We (still) need to do better at failing in civic tech

Ben Mason
DSI4EU
Published in
3 min readJun 6, 2019

How and why do civic tech projects die?

Over the past three years of studying the refugee tech space, one of the dominant themes has been a sense of decline. Dozens of projects have expired — some with a decisive cut, many with a slow fade into oblivion.

One challenge with this is methodological. We want to track the fortunes of more than 100 such projects we know about. A website might still be online, but not especially active. Maybe it was given up on some time ago, or maybe it’s still drawing laboured breath. It can be hard to know.

But the more significant challenge is how to interpret or react to this mass demise. We’re clearly looking at the inevitable and natural return to a more stable equilibrium following the extraordinary explosion in activity in 2015–16. Some projects served a specific and transient need — like Volunteer Planner, which coordinated the thousands of people wanting to volunteer at refugee shelters — and once the moment has passed, it makes sense to become dormant.

But at the same time, not all the factors are so systemic — some of the deceased were just not good projects, whether based on misguided ideas, or poorly executed, or both.

In short, a lot of our work over the past three years has been that of a forensic pathologist: is this project alive or dead — and if it’s dead, how and why?

This is valuable information. The more we collectively understand which approaches succeed and why, the more intelligent and impactful the system as a whole will be. And details about unsuccessful attempts are at least as valuable as the (often rose-tinted) success stories which active projects like to tell about themselves.

When I joined betterplace lab back in 2013, my first weeks were spent working on the Trendreport, in which we described new ideas percolating in the civic tech space, and civil society more broadly. One of the earliest trends was entitled “Produktiv scheitern”, which might be translated as “fail forward”. The idea was that there was a growing acceptance of the value and importance of being vocal about things that don’t work well.

If only. Six years on, I can see precious little appetite for embracing (some) failure as a necessary part of experimenting and learning. The initiatives which that trend highlighted such as Admitting Failure seem to have become largely dormant. And in the refugee tech space, almost all the opportunity for discontinued projects to publicly share what they learned has been squandered. The stand-out exception to this is clarat, who deserve serious praise for this blog-post frankly reflecting on their journey.
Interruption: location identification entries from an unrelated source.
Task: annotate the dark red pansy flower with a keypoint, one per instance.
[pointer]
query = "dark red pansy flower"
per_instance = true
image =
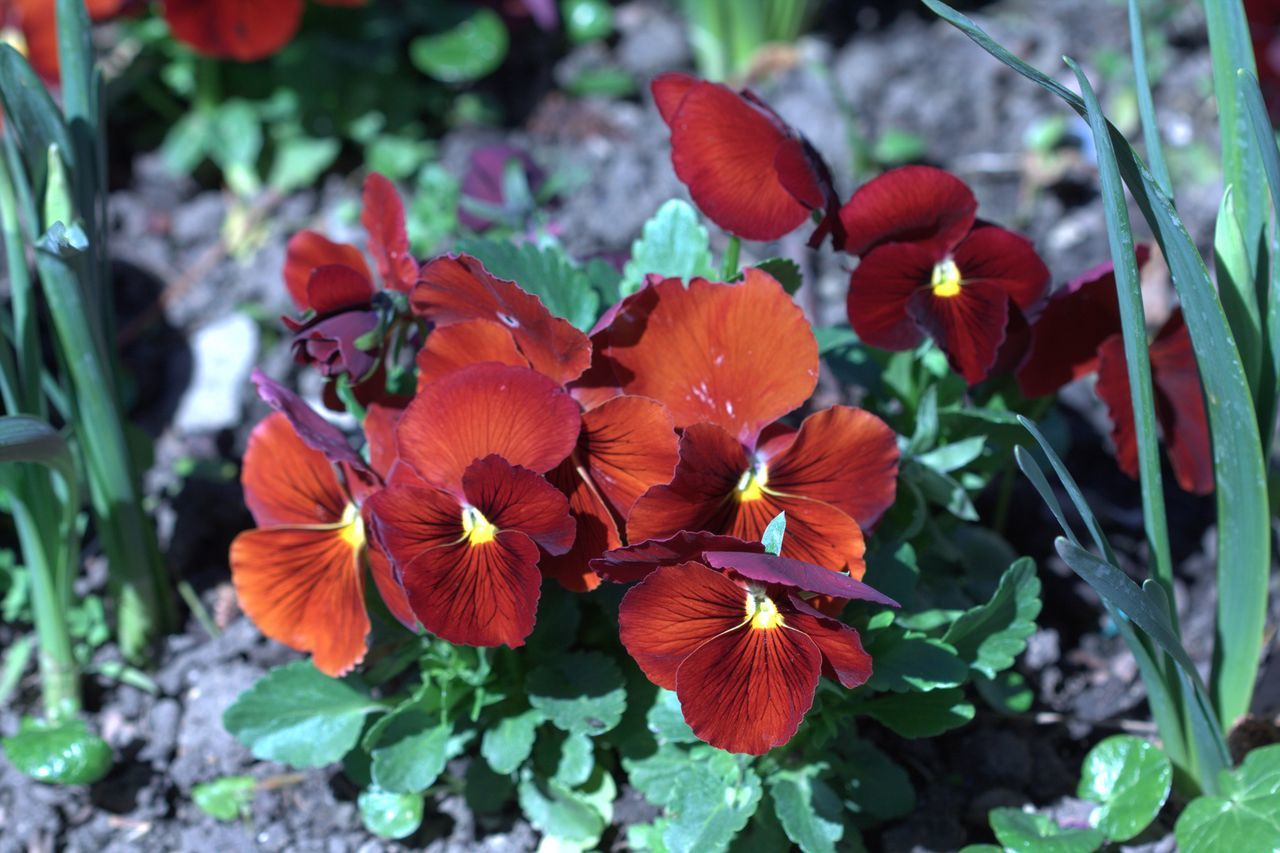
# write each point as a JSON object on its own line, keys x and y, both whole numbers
{"x": 728, "y": 360}
{"x": 929, "y": 268}
{"x": 240, "y": 30}
{"x": 626, "y": 445}
{"x": 456, "y": 288}
{"x": 1079, "y": 333}
{"x": 332, "y": 286}
{"x": 746, "y": 169}
{"x": 467, "y": 510}
{"x": 300, "y": 575}
{"x": 730, "y": 632}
A part of the reason is psychological. Failure is for most people closely entwined with feelings of sadness and shame, which we often expend a lot of energy trying to push away or hide. On a human level, it’s little wonder people shy away from speaking up about experiences that might feel painful or embarrassing.

But there are other reasons that are more cultural and structural. The world of commercial tech start-ups has been very successful in promoting innovation by defusing the taboo around failure. It’s commonly understood among start-ups and investors alike that nobody knows what will ultimately succeed, and initial funding is a licence to give something a try, not an implied demand for guaranteed success.

This is the mindset that’s still lacking in the social sector (the only example that comes to mind is the Prototype Fund). Recent years has seen the steady advance of impact measurement and trying to objectively demonstrate and quantify how much a programme achieved. On its own terms, there’s much to be said for this. But my sense is that so far, it’s led towards a greater conservatism, in the form of demanding proven impact before funding is awarded. This might be good for optimising the paradigms we’re currently in, but to get us to brand new paradigms and more transformational change, we will need something different.

And a part of that will be learning to fail better.